William F. Womble, Sr.’s career at Womble Carlyle began in 1939, after he graduated from the Duke University School of Law.
The decision to join Womble Carlyle was driven by family ties. His father, B.S. Womble, began practicing law in Winston-Salem in 1907 and became one of the name partners of the firm now known as Womble Carlyle Sandridge & Rice, LLP. Mr. Womble’s younger brother, Calder Womble, joined the firm in 1948 and also became a leader in the firm. The two brothers worked side-by-side for 60 years until Calder Womble’s death in March 2008.
Mr. Womble’s son, Bill Womble, Jr., joined the firm in 1971 following his service in the U.S. Navy during the Vietnam War. Both Bill Womble and his wife, Erna Womble, became leaders in the firm.
During World War II, Mr. Womble temporarily left his legal practice to serve in the Army Air Corps. He saw action in North Africa, Corsica and Italy during the war. His brother, Calder, served as a Navy pilot during the war.
While Mr. Womble represented many clients during his lengthy career, he perhaps was best known for his long-time representation of the City of Winston-Salem. In 1940, he successfully represented the city in a tax dispute with Forsyth County that reached the North Carolina Supreme Court. He also served as the firm’s Managing Member for many years.
Mr. Womble’s leadership was not confined to the firm. He served as a Representative in the North Carolina General Assembly from 1953 to 1958, representing Forsyth County. During his term in office, he helped author a bill creating the first statewide Board of Higher Education and served as an inaugural member of that board. He defied public opinion at the time by speaking in defense of the NAACP when state lawmakers were trying to force the organization to open its books to public scrutiny, a standard other private organizations did not have to meet.
“I humbly beseech you to hark to the heritage that is ours as North Carolinians and Christians, and let reason overrule prejudice, and out of our sense of wisdom and justice to all people to vote against this bill,” he told his fellow lawmakers.
In 1958, Mr. Womble was one of 15 North Carolina attorneys selected to help reform the state’s court system. He became president of the Winston-Salem Chamber of Commerce in 1960. And in 1963, he chaired Winston-Salem’s “Experiment in Self-Reliance,” an effort to reduce poverty and illiteracy.
Mr.

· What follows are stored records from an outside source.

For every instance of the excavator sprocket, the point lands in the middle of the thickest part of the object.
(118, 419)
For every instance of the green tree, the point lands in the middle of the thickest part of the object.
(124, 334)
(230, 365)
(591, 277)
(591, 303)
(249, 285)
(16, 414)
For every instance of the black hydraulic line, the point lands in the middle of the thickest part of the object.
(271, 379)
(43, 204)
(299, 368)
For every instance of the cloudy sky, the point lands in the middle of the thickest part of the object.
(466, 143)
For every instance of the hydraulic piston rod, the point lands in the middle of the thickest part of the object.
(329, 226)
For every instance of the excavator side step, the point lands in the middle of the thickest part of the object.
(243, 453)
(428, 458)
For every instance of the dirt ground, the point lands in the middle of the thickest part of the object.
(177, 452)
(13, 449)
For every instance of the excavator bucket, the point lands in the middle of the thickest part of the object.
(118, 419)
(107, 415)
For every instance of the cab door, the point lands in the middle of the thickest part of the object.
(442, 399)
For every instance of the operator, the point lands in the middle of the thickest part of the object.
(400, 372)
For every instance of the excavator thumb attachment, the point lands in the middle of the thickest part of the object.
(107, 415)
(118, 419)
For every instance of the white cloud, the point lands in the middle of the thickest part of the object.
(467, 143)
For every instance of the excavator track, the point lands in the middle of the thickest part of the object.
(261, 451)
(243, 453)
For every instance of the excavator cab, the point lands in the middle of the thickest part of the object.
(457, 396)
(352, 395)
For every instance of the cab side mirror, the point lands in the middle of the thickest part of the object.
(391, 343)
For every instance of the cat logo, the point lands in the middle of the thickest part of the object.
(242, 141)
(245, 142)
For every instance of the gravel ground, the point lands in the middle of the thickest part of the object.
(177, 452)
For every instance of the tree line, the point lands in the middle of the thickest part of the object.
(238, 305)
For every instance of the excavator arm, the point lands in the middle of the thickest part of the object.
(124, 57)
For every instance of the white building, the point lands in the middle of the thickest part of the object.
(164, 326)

Womble believed that all attorneys had an obligation to their profession, so throughout his career, he put this belief into practice. He served as president of the Forsyth County Bar Association in 1962 and the North Carolina Bar Association in 1966-67. In 1986-88 he chaired the highly successful Founders Campaign that established a permanent endowment for the North Carolina Bar Foundation. Even in the mid-1990s, he remained active as the chairman of the NCBA’s Senior Lawyers Division. In 2001, he became the first recipient of the Chief Justice’s Commission on Professionalism Award, presented by North Carolina Supreme Court Chief Justice I. Beverly Lake Jr.
For his many contributions to the profession, Womble Carlyle has named its internal award for service to the bar the William F. Womble Award.
The grandson of a Methodist minister, faith was a guiding principle for Mr. Womble. He was a lifelong member of Centenary United Methodist Church in Winston-Salem, as well as other Methodist organizations.
Long after his official retirement from legal practice, Mr. Womble remained a vital and active member of the firm. He still kept regular office hours in the firm’s Winston-Salem office and frequently was sought after for his advice on matters important to the firm. He also was considered the “institutional memory” of the firm, as no one knew the history of Womble Carlyle better than Mr. Womble.
Mr. Womble and his first wife, Jane, were married more than 68 years until her death in 2010. He married his long-time friend, Allan Hollan, in 2012. Mr. Womble is survived by his loving wife, Allan, his four children, 15 grandchildren and 10 great-grandchildren. He is also survived by his sister, Edith Womble Chatham, of Pinehurst, N.C., as well as the children, grandchildren and great-grandchildren of his wife, Allan.